Quantitative structure-activity relationship (QSAR) is a method that uses mathematical models to predict the biological activity or physicochemical property of a molecule based on its structure. QSAR has been widely used in drug discovery, environmental toxicology, and chemical risk assessment for decades. However, traditional QSAR models often suffer from limitations such as low accuracy, poor generalization, and high computational cost.
Machine learning (ML) is a branch of artificial intelligence that enables computers to learn from data and perform tasks that are difficult or impossible for humans. ML has revolutionized many fields such as computer vision, natural language processing, and recommender systems. ML can also be applied to QSAR modeling, as it can handle complex and high-dimensional data, learn nonlinear and hidden patterns, and optimize model performance automatically.
In this blog, we will introduce some recent advances in ML-based QSAR modeling, and discuss the challenges and opportunities for future research. We will cover the following topics:
Molecular representation learning: how to encode the structural information of molecules into numerical vectors that can be used by ML models.

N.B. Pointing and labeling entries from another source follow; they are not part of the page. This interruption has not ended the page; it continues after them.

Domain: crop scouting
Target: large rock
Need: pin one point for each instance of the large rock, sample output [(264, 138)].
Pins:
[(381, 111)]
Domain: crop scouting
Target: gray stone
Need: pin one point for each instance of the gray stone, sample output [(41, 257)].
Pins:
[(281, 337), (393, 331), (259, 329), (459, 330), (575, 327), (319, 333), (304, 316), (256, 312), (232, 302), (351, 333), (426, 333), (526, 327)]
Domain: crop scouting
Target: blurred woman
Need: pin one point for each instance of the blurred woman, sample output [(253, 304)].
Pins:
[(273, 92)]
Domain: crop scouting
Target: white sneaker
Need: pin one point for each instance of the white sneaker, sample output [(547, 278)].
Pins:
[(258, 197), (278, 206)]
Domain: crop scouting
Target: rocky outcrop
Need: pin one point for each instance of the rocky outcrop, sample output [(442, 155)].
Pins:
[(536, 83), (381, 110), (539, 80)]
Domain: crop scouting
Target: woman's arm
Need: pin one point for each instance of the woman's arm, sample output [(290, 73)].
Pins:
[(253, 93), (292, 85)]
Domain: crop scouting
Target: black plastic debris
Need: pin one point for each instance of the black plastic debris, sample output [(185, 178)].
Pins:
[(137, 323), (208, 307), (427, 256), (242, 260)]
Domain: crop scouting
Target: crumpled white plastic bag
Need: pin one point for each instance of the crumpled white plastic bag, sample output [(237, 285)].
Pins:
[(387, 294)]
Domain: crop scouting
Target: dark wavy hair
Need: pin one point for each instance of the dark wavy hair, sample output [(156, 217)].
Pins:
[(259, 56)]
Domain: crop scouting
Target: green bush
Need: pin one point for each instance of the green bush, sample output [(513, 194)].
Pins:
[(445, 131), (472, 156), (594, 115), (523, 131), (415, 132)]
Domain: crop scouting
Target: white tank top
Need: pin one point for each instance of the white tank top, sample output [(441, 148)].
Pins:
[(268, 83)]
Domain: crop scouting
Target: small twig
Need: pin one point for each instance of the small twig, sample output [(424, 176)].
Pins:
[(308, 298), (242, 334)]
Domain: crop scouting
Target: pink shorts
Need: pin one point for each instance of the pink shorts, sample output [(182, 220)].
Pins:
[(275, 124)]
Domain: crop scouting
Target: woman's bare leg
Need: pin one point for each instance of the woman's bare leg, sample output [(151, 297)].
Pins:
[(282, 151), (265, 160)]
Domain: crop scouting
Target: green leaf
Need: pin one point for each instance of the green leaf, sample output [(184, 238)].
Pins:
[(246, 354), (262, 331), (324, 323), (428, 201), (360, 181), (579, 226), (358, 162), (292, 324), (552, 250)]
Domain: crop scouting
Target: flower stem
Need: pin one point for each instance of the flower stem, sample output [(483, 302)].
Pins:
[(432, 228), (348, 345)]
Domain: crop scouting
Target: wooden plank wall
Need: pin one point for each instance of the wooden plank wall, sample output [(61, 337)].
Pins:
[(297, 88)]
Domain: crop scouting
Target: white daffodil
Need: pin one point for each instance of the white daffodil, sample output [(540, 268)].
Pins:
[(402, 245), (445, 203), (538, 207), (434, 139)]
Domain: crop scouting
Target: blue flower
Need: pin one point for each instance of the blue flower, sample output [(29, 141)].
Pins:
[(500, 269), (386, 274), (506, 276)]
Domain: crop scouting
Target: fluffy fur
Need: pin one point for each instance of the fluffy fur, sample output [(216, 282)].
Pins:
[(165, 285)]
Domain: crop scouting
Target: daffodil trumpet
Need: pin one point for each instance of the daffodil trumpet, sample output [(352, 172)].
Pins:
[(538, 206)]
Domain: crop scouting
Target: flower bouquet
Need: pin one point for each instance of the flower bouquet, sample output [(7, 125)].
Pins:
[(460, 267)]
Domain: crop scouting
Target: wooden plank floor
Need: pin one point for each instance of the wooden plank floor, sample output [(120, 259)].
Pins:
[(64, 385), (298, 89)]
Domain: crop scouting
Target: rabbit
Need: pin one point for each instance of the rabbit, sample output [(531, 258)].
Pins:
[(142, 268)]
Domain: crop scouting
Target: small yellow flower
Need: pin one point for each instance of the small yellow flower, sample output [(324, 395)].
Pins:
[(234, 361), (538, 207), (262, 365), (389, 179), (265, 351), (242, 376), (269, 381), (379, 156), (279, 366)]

Pretraining and transfer learning: how to leverage large-scale unlabeled or labeled data to improve the performance of QSAR models on specific tasks or domains.

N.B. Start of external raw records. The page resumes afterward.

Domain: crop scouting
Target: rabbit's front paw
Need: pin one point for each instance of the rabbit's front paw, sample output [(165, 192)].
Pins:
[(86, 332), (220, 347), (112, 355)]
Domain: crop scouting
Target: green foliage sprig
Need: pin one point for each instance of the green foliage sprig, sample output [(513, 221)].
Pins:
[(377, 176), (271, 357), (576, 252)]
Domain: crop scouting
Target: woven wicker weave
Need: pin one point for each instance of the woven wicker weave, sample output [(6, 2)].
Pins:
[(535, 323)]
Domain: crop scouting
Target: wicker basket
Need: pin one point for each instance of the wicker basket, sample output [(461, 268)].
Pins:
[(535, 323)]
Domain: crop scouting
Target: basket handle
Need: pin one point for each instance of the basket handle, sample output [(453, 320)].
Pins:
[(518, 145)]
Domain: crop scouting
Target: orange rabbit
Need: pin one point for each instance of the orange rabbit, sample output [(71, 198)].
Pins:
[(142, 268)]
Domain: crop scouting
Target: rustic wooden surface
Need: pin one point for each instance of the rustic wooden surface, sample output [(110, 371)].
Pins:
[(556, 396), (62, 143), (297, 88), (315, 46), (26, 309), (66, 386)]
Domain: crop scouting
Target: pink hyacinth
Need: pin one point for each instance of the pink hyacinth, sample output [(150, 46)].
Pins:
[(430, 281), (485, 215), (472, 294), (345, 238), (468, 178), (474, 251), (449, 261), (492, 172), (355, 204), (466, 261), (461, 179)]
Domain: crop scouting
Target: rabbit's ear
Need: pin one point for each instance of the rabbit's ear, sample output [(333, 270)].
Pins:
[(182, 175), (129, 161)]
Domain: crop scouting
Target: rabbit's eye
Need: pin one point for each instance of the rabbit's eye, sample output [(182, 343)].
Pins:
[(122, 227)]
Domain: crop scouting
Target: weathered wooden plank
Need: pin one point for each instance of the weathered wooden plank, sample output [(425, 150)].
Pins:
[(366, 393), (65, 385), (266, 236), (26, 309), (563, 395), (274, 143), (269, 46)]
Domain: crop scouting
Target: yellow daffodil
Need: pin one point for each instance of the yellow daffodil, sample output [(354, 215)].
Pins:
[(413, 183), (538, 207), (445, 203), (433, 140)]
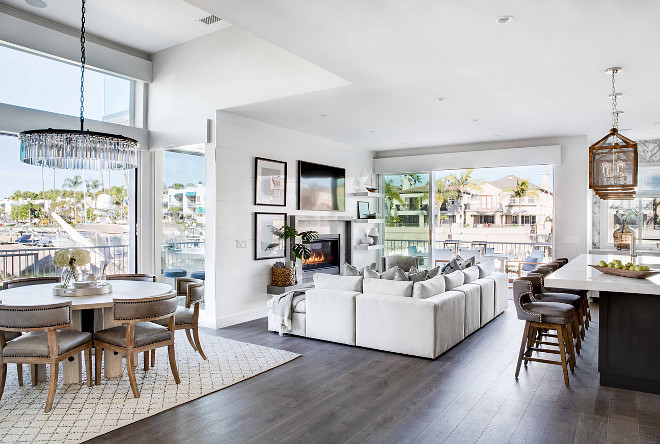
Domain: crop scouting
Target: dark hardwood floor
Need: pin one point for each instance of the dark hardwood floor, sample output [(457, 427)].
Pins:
[(337, 393)]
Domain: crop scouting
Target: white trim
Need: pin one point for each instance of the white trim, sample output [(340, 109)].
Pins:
[(506, 157)]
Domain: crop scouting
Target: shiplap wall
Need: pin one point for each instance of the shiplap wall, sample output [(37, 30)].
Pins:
[(240, 281)]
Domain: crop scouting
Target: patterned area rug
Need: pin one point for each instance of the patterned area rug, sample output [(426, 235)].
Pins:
[(80, 412)]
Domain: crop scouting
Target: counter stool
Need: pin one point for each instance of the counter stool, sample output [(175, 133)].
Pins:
[(585, 312), (541, 317), (541, 294)]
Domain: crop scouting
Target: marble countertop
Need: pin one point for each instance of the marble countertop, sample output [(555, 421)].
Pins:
[(578, 275)]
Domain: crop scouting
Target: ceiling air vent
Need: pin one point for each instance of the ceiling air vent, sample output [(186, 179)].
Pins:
[(209, 20)]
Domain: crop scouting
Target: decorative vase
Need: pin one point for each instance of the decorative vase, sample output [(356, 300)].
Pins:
[(69, 276), (623, 237)]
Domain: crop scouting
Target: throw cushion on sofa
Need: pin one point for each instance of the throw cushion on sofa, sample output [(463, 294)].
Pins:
[(416, 275), (453, 280), (324, 281), (387, 287), (471, 274), (430, 287)]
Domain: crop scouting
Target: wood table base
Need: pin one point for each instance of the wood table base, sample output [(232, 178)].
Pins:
[(629, 341)]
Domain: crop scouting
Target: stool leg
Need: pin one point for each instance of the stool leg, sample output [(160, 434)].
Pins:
[(562, 351), (523, 344)]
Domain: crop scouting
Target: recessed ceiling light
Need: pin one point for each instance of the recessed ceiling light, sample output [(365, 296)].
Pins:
[(37, 3)]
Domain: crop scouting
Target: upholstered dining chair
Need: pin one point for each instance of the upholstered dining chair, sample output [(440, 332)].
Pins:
[(137, 334), (540, 318), (9, 335), (131, 277), (23, 282), (187, 318), (46, 342), (15, 283)]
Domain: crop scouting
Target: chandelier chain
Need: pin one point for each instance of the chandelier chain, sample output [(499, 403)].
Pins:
[(82, 67), (615, 111)]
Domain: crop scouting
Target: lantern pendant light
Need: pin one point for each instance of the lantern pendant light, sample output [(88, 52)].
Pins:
[(78, 149), (613, 159)]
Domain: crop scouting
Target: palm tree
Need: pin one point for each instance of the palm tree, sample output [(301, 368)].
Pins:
[(73, 184), (519, 191), (463, 184)]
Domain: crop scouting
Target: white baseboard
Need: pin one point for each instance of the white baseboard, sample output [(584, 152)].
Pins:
[(234, 318)]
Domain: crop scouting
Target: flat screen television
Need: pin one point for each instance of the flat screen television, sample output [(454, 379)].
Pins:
[(321, 187)]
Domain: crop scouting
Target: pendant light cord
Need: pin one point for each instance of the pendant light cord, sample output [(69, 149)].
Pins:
[(82, 67)]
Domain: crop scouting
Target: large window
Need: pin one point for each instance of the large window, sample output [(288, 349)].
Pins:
[(182, 211), (407, 215), (34, 81), (43, 210)]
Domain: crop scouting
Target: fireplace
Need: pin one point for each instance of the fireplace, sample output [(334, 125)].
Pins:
[(325, 257)]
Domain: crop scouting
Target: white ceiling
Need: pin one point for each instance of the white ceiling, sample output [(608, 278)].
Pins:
[(147, 25), (542, 75)]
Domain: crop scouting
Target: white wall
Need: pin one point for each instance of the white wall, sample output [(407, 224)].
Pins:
[(240, 281), (571, 183), (228, 68)]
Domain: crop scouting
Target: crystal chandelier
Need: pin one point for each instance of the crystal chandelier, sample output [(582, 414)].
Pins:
[(613, 159), (78, 149)]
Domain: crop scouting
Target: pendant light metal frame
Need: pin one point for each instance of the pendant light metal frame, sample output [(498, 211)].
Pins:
[(615, 153), (78, 149)]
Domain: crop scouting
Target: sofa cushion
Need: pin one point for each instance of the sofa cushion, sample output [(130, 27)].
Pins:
[(334, 282), (453, 280), (471, 274), (485, 269), (430, 287), (387, 287)]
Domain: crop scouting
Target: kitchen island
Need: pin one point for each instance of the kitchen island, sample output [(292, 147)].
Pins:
[(628, 320)]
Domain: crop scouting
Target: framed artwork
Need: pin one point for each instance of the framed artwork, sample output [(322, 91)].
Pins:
[(267, 244), (270, 182), (363, 210)]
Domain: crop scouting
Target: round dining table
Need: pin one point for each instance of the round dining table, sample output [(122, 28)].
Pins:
[(102, 316)]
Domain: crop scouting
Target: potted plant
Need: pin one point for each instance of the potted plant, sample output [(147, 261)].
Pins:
[(298, 250)]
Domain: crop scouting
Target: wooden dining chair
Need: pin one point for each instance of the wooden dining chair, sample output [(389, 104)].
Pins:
[(15, 283), (187, 318), (137, 334), (131, 277), (45, 343)]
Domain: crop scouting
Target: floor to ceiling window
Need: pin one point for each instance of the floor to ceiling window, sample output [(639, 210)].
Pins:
[(407, 215), (181, 212)]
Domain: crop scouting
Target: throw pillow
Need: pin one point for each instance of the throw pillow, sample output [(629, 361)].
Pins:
[(416, 275), (433, 272), (389, 274), (400, 275)]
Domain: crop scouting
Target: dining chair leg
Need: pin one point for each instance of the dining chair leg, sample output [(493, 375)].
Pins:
[(562, 352), (98, 361), (88, 366), (34, 374), (523, 346), (192, 344), (3, 378), (175, 371), (52, 385), (131, 374), (199, 344)]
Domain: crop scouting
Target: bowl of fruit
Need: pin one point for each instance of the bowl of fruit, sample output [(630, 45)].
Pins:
[(618, 268)]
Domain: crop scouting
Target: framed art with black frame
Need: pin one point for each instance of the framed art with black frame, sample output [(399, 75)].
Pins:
[(363, 210), (267, 245), (269, 182)]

AutoML and ensemble learning: how to automate the process of model selection, hyperparameter tuning, and model integration for QSAR modeling.
Evaluation and interpretation: how to assess the validity, reliability, and explainability of QSAR models.
Molecular Representation Learning
One of the key steps in QSAR modeling is to represent the molecules as numerical vectors, also known as molecular descriptors or features, that capture the relevant information for the prediction task. There are many types of molecular descriptors, such as physicochemical properties, topological indices, fingerprints, pharmacophores, and graph-based features. However, most of these descriptors are either predefined by human experts or extracted by simple rules, which may not be optimal or sufficient for the complex and diverse nature of molecular structures.
Molecular representation learning (MRL) is a novel approach that uses ML techniques to learn the molecular descriptors from data, without relying on human knowledge or predefined rules. MRL can be divided into three categories, based on the input format of the molecules: 1D sequential tokens, 2D topology graphs, and 3D conformers.
1D sequential tokens: Molecules can be represented as sequences of tokens, such as SMILES, InChI, or SELFIES, which encode the atomic and bond information of the molecules. ML models such as recurrent neural networks (RNNs), convolutional neural networks (CNNs), and transformers can be used to learn the molecular representations from these sequences. For example, SMILES2Vec is a RNN-based model that learns the molecular representations by predicting the next token in the SMILES sequence. MolBERT ² is a transformer-based model that learns the molecular representations by pretraining on large-scale unlabeled SMILES data using masked language modeling and next sentence prediction tasks.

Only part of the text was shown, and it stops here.